The Continuance of Black Resistance Through The Blues
The creation of the blues was a continuance to the resistance carried in Jubilee Quartets. Although, African Americans were now taking the opportunity to further present themselves to the world, ridding themselves of ignorant stereotypes developed by White Americans. Blues gave blacks the opportunity to differentiate the idea that African Americans had no substance. The platform of free expression facilitated introspection, passion, and intensity – characteristics African-Americans were believed to lack. Blues primarily consisted of a solo female performance or a solo performance accompanied by a pianist or guitarist and was often extemporized.

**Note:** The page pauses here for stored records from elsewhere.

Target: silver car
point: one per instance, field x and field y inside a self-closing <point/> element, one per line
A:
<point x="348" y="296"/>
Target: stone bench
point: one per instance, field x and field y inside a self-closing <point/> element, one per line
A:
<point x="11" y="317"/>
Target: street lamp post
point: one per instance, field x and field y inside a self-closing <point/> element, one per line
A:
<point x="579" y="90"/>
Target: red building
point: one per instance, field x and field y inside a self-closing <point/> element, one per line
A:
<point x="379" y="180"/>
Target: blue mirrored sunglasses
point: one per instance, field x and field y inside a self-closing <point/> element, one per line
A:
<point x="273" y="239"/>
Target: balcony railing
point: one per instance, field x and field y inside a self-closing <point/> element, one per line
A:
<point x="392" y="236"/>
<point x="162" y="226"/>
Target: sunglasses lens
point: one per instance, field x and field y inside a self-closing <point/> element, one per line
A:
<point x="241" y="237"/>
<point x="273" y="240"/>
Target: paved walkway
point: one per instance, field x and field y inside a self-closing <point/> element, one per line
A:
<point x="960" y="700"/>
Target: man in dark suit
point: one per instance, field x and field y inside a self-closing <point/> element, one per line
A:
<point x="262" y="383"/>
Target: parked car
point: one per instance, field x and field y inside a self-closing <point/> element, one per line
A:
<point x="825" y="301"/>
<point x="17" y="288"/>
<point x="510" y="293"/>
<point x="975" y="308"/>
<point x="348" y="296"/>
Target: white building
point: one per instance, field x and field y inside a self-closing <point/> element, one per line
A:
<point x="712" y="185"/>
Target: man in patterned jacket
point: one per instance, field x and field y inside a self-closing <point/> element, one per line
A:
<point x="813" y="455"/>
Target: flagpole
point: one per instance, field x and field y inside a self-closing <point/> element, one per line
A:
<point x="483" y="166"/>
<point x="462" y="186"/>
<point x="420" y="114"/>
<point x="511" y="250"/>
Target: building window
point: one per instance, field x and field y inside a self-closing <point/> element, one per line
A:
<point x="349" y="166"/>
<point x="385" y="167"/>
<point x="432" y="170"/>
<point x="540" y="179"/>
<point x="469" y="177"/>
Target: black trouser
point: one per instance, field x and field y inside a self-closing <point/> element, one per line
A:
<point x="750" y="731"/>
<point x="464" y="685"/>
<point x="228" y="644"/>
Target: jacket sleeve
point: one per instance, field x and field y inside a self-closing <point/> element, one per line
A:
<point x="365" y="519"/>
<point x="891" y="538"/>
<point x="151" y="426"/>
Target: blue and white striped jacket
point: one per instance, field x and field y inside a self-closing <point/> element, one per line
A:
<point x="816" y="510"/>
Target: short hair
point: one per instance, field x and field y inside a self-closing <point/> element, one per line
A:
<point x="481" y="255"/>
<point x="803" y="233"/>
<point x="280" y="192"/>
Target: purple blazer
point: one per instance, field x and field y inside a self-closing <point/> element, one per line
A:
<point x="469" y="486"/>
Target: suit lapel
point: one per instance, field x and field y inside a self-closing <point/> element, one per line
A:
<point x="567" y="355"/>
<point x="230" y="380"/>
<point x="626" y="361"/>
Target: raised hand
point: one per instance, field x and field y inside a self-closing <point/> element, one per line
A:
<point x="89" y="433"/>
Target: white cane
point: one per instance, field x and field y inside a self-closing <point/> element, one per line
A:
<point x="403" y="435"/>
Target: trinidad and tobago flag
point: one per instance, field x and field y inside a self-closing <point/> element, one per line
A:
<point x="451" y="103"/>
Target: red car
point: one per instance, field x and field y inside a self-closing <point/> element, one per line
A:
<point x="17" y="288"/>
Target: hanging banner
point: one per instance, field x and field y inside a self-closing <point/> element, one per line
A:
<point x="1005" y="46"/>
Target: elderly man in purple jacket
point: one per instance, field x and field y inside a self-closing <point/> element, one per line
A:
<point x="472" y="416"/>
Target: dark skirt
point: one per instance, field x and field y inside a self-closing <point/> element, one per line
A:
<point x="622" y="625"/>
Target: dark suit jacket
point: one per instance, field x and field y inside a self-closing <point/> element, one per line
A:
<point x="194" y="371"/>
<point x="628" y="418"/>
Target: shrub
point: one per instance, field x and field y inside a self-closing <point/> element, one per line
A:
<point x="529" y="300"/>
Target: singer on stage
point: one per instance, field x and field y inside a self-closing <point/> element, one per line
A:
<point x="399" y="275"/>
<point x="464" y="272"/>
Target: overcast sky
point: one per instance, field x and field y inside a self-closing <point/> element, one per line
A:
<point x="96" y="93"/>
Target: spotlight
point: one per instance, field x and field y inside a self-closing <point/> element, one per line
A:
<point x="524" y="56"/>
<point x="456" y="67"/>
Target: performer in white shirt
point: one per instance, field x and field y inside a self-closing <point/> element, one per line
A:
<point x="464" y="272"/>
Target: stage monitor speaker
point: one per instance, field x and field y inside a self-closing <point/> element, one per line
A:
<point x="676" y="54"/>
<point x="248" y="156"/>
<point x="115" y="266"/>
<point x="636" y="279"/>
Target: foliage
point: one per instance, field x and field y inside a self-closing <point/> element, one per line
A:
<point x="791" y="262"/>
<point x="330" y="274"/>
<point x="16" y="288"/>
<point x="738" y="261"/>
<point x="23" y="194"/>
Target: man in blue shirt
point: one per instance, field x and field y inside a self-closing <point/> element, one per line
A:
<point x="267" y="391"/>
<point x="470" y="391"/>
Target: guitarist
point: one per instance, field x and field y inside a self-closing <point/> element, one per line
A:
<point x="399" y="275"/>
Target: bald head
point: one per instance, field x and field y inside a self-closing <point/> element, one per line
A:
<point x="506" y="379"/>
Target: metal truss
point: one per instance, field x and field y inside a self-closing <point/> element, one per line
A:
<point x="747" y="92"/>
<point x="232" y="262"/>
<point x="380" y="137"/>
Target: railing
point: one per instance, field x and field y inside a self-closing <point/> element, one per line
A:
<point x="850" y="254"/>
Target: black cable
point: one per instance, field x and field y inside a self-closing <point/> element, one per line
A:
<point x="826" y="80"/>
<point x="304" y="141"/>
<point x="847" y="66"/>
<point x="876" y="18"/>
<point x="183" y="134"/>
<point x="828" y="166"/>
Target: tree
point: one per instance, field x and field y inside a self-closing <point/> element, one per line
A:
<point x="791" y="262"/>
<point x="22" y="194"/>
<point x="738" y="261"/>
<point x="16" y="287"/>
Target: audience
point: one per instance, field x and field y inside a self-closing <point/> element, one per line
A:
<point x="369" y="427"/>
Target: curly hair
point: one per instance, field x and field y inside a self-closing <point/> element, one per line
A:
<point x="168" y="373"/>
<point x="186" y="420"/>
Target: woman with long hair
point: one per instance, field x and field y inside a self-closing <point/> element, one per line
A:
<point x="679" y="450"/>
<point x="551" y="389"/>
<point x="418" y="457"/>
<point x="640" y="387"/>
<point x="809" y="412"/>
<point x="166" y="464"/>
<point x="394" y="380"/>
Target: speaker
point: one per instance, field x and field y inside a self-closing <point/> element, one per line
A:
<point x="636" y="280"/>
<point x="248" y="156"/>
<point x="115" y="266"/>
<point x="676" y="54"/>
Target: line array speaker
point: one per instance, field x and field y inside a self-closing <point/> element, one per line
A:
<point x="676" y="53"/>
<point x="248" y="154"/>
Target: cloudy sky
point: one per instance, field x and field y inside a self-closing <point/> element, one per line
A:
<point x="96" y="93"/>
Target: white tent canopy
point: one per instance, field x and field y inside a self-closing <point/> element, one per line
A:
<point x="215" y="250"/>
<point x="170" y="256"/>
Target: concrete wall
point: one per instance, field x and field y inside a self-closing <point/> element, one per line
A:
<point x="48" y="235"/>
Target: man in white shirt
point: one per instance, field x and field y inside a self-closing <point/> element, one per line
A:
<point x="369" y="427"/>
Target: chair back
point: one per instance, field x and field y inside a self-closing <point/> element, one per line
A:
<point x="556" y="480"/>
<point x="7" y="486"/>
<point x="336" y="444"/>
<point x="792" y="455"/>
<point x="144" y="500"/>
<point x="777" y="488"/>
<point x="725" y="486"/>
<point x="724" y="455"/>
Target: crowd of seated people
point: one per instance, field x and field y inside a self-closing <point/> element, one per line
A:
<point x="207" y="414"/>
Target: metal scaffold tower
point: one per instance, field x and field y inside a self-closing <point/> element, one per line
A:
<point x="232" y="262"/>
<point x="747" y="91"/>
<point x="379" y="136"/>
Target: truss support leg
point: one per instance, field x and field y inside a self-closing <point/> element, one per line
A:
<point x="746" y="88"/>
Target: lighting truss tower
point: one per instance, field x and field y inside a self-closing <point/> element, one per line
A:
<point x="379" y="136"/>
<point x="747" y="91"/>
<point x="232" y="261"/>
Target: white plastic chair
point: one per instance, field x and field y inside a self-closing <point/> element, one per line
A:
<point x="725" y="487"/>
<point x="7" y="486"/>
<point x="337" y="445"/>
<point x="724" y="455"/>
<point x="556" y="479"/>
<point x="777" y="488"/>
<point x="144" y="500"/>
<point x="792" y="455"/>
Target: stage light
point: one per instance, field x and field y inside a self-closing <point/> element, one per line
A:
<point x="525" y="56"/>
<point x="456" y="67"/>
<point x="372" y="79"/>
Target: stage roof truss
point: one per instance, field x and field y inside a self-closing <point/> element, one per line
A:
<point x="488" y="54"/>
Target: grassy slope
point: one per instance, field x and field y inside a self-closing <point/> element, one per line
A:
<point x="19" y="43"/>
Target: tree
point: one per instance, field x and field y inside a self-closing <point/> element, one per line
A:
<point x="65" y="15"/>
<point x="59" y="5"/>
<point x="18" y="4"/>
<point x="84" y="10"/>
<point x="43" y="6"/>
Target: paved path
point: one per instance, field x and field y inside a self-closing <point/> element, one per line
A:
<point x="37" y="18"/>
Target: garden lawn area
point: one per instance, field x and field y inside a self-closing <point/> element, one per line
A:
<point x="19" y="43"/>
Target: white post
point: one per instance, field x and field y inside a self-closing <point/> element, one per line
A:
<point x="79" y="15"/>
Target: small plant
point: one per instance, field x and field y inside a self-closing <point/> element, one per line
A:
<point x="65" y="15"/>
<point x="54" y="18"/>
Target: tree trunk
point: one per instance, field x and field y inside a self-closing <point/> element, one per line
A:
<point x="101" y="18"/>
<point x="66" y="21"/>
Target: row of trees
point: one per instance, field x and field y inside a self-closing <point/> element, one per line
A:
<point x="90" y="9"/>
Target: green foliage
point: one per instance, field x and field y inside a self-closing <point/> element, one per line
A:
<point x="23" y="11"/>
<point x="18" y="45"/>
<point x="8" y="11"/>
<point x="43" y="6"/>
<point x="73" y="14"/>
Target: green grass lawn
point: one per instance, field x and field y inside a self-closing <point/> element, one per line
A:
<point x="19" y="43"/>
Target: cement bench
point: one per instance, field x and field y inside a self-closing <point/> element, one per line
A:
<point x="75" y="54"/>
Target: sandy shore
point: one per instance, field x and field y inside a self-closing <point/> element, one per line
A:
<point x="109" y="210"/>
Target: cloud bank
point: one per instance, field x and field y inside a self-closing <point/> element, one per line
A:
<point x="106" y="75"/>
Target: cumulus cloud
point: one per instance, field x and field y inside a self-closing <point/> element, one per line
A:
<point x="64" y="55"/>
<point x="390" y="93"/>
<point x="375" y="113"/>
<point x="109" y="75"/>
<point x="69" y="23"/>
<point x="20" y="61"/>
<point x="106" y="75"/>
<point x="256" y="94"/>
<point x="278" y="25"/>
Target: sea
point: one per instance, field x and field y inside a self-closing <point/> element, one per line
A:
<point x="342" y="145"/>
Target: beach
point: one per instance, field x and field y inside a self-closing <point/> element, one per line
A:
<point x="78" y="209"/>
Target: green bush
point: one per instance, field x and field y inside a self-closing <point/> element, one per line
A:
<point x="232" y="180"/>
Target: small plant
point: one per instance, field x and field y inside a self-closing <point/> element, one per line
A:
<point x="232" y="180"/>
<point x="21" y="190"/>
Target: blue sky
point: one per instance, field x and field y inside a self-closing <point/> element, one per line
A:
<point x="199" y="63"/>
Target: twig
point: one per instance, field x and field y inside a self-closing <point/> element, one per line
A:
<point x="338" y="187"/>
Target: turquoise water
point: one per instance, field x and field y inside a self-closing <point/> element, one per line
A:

Although, as the genre grew, electric guitars, organs, and horn sections were incorporated This genre differentiated from previous genres as writers focused on human issues and self reflections while instruments involved accented the performer. Popular forms of blues were the “twelve-bar blues”, a stanza produced using the I, IV, and V chords of a given instrument.
Mamie Smith was one of the most influential vocalists of this genre as she was the first to record her music commercially. Popular songs “That Thing Called Love” and “Crazy Blues” allowed her ‘vaudeville’ career to flourish in the 1920s. Smith’s exposure enabled many African-American jazz artists to record their music as well. Further advancing the musical presence of blues in the 1940s and 1950s, another musician who called himself Howlin’ Wolf was one of many artists to incorporate the amplified microphone and electric guitar into blues.